Manfred gave me the details. Yugo lived in some suburb with a name like all the others. Something with a tree in it. He gave me the address. Told me to be careful. Yugo was a little, ah, eccentric.

Sure, I said to myself. Thanks for the tip. I should need to be careful.

Thanks, Butch, I also said to myself. For the gun.

Funny how these things worked. You got a gun, all of a sudden you needed it all the time.

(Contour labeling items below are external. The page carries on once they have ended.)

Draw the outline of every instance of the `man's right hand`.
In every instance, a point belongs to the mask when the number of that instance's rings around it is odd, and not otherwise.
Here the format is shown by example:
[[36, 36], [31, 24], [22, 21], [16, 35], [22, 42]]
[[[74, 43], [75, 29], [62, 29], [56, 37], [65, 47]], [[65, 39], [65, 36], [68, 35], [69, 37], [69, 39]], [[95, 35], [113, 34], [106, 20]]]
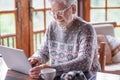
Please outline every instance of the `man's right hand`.
[[28, 61], [31, 63], [32, 67], [38, 66], [41, 64], [39, 57], [30, 57]]

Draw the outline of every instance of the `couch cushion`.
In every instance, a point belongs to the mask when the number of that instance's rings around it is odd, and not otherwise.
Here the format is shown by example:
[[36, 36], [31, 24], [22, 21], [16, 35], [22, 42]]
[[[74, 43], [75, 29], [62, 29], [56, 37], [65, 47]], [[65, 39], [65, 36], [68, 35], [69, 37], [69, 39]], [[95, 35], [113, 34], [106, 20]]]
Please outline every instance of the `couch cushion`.
[[105, 42], [105, 55], [106, 55], [106, 64], [111, 64], [112, 63], [112, 54], [111, 54], [111, 49], [108, 44], [108, 41], [104, 35], [97, 35], [98, 38], [98, 44], [100, 42]]
[[106, 35], [112, 51], [112, 62], [120, 63], [120, 38]]
[[102, 35], [111, 35], [114, 36], [114, 26], [113, 24], [98, 24], [93, 25], [96, 30], [96, 33]]

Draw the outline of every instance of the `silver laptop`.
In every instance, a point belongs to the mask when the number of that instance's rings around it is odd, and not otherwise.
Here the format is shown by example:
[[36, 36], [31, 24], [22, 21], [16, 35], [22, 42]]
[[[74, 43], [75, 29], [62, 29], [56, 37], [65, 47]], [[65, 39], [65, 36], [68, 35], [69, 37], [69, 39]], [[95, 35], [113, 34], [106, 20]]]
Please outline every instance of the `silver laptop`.
[[11, 70], [28, 74], [29, 69], [32, 68], [21, 49], [0, 46], [0, 54], [2, 54], [5, 63]]

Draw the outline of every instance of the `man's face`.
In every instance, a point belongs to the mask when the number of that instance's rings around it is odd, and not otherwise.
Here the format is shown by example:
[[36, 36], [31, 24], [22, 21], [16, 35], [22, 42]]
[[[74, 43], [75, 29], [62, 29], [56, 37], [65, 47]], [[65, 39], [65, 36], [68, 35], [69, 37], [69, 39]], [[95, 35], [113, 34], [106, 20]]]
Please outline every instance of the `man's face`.
[[73, 19], [72, 6], [67, 6], [63, 2], [52, 2], [51, 11], [61, 27], [66, 27]]

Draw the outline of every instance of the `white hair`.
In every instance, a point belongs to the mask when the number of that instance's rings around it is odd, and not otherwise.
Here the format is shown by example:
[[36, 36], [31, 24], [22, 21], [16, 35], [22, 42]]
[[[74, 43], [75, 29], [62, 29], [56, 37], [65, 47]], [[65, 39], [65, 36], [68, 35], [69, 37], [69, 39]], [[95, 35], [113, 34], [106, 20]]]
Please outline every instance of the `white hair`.
[[65, 5], [70, 6], [72, 4], [76, 5], [77, 1], [76, 0], [49, 0], [50, 3], [52, 2], [63, 2]]

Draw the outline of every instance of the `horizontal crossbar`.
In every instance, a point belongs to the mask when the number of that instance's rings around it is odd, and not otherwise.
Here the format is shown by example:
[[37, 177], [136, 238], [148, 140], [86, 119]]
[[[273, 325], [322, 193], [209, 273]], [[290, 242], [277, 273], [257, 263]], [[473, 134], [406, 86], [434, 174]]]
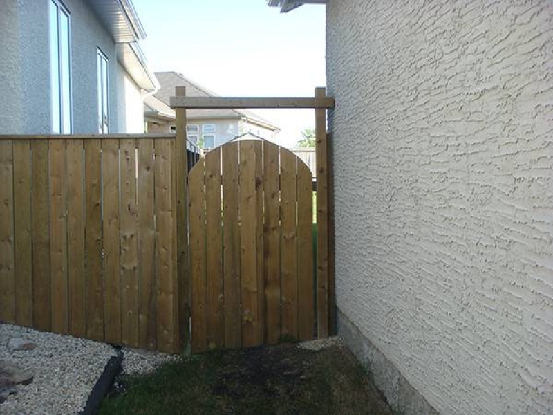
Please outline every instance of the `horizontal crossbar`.
[[171, 107], [188, 109], [334, 108], [334, 98], [331, 97], [171, 97]]

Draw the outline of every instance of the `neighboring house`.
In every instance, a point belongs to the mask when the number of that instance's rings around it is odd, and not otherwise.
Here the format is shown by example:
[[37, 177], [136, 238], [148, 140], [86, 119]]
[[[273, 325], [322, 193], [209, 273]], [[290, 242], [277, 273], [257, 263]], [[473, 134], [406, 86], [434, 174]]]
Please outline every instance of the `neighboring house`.
[[[169, 98], [176, 86], [186, 86], [191, 97], [216, 96], [213, 92], [191, 82], [177, 72], [156, 72], [161, 86], [159, 91], [144, 100], [144, 120], [149, 132], [170, 132], [175, 129], [175, 112], [169, 107]], [[188, 139], [194, 144], [209, 149], [251, 132], [274, 141], [279, 128], [270, 121], [245, 110], [190, 109], [187, 111]]]
[[339, 333], [398, 413], [553, 414], [551, 1], [326, 3]]
[[142, 133], [157, 90], [131, 0], [0, 0], [0, 133]]

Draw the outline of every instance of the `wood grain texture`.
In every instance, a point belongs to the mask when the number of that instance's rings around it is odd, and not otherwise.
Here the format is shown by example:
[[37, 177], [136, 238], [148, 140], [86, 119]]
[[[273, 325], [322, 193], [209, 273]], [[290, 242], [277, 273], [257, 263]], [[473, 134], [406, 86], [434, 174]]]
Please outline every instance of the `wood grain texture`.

Yugo’s place was at the end of a long drive lined with tall cedars closely spaced. Cedars, in the fucking desert? A water-sucking monstrosity of conspicuous magnificence. The road opened onto a circular driveway. Four or five new SUVs were parked haphazardly. The house was a huge square stone thing with pillars and a crenellated top. The windows were tall and narrow. Supposed to look like some kind of castle, I supposed. Fit right into the neighborhood. With all those other castles and cacti.

At any rate, it seemed like Yugo was a pretty successful guy. At whatever he did.

The door was a big solid thing with a large brass knocker. No bell in sight. I used the knocker.

I waited a while.

I knocked again.

I waited some more.

Yes, a muffled voice said.

Is Yugo there? I asked.

Who wants to know? the voice responded.

Rick Redman. I’m here on business.

What kind of business?

A little business for Evgeny.

Hold on, the voice said.

I heard a number of locks being opened.

The door cracked. An eye peered out. Looked me up and down.

The eye opened the door a ways. Let me in. Behind the door there was another door. It was closed. Between the two doors there was barely room for me and the owner of the eye.

He was a small, wizened fellow with an air of imminent demise. His hair was wispy and white. There were large black spots on his forearms and face. He was wearing a Hawaiian shirt several sizes too large. And sandals too big for his feet. As though he’d been shrinking for some time.

Wait here a moment, he said.

He went back through the second door. I heard him lock it behind him.

The space had the dank air of illness. I thought of an underground jail cell. But it was too small for that. There was just enough dim light, coming from a wrought iron chandelier far above, for me to make out a framed scroll visible on the side wall. It conferred upon someone the Grand Order of the Knights of Malta.